The Graphite Lab
Browse the Catalog

PR-4901 · Live

Estimate Studio

The Estimator opens Estimate Studio and builds the whole estimate in one place. They add the scope by trade: materials, equipment, subcontractors, and labor in man-days. As they work, the gross margin and the gross margin per labor dollar update on screen, and a flag appears when the numbers fall below the company's target. When the estimate is ready, they submit it and the assigned manager is notified to review and approve it. Once it is approved, the product produces the branded customer proposal and a clean export file for setting up the job.

Built for
the person it works for
Processes
one unit of work
Priced
240 rivets
per estimate
Returns
40 min
back to the estimator
40 min × $18/hr
$12
Returned Each Run

The promise

The Estimator finishes an estimate and it is already a branded proposal and a clean export file, without re-typing the same numbers into three different systems. The margin sits on screen as they build, so they know the job clears target before it ever goes for approval. The time that went to reformatting and re-keying goes to the next bid in their queue.

How it works

The path from input to value.

  1. 01

    Build the estimate

    The Estimator picks the company, enters the job, and adds scope by trade: materials, equipment, subcontractors, and labor in man-days. Templates and equipment packages fill in common jobs.

  2. 02

    Watch the margin as it builds

    The gross margin and the gross margin per labor dollar update on screen as lines are added. A flag appears when the estimate falls below the company's target.

  3. 03

    Send it for approval

    The Estimator submits the estimate. It routes to the assigned manager with a notification, and its status is visible on the dashboard.

  4. 04

    Approve or revise

    The manager approves, rejects, or edits. If it comes back, the Estimator revises and resubmits, and every prior version stays on the record.

  5. 05

    Hand off the finished estimate

    Once approved, the product produces the branded customer proposal and a structured export file for setting the job up.

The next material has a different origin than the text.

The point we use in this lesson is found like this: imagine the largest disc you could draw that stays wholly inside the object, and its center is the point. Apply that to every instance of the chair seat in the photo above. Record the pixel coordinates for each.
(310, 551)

The day before. The day after.

Same moments. Lived differently.

  • 7:30 AM

    Before

    The Estimator pulls current pricing into the spreadsheet template and starts a rooftop-replacement estimate. They rebuild the labor and overhead math by hand, the way they do on every bid.

    After

    The Estimator opens a rooftop-replacement template in Estimate Studio and adds the scope by trade. The margin and the gross margin per labor dollar update as they work.

  • 9:00 AM

    Before

    With the numbers set, they copy them into the Word proposal and reformat it to the company's branding. They run the margin in a side calculation to confirm the job clears target.

    After

    The estimate clears target, so they submit it. The branded proposal is already generated, and the manager gets a notification to review it.

  • 11:00 AM

    Before

    They re-key the estimate into the CRM, then type the same details into the job system to set the work up. Two systems, the same numbers twice.

    After

    The manager approves it. The product produces the export file for job creation, so there is nothing to re-type.

  • 4:00 PM

    Before

    A manager asks which version is final. The Estimator opens three files to find the current one before they can answer.

    After

    There is one record and one current version. They spend the afternoon on the next two bids in the queue.

What it doesn’t do

The edges we drew on purpose.

A product that tries to do everything ends up doing nothing well. Here’s what we left out, and why we don’t feel bad about it.

  • ×Delivering the proposal to the customer or following up after it is sent.
  • ×Writing the scope or pricing the work automatically; the Estimator enters scope, labor, and exclusions.
  • ×Managing the job after the estimate is accepted, including scheduling, execution, and invoicing.
  • ×Maintaining a live parts catalog priced from supplier feeds.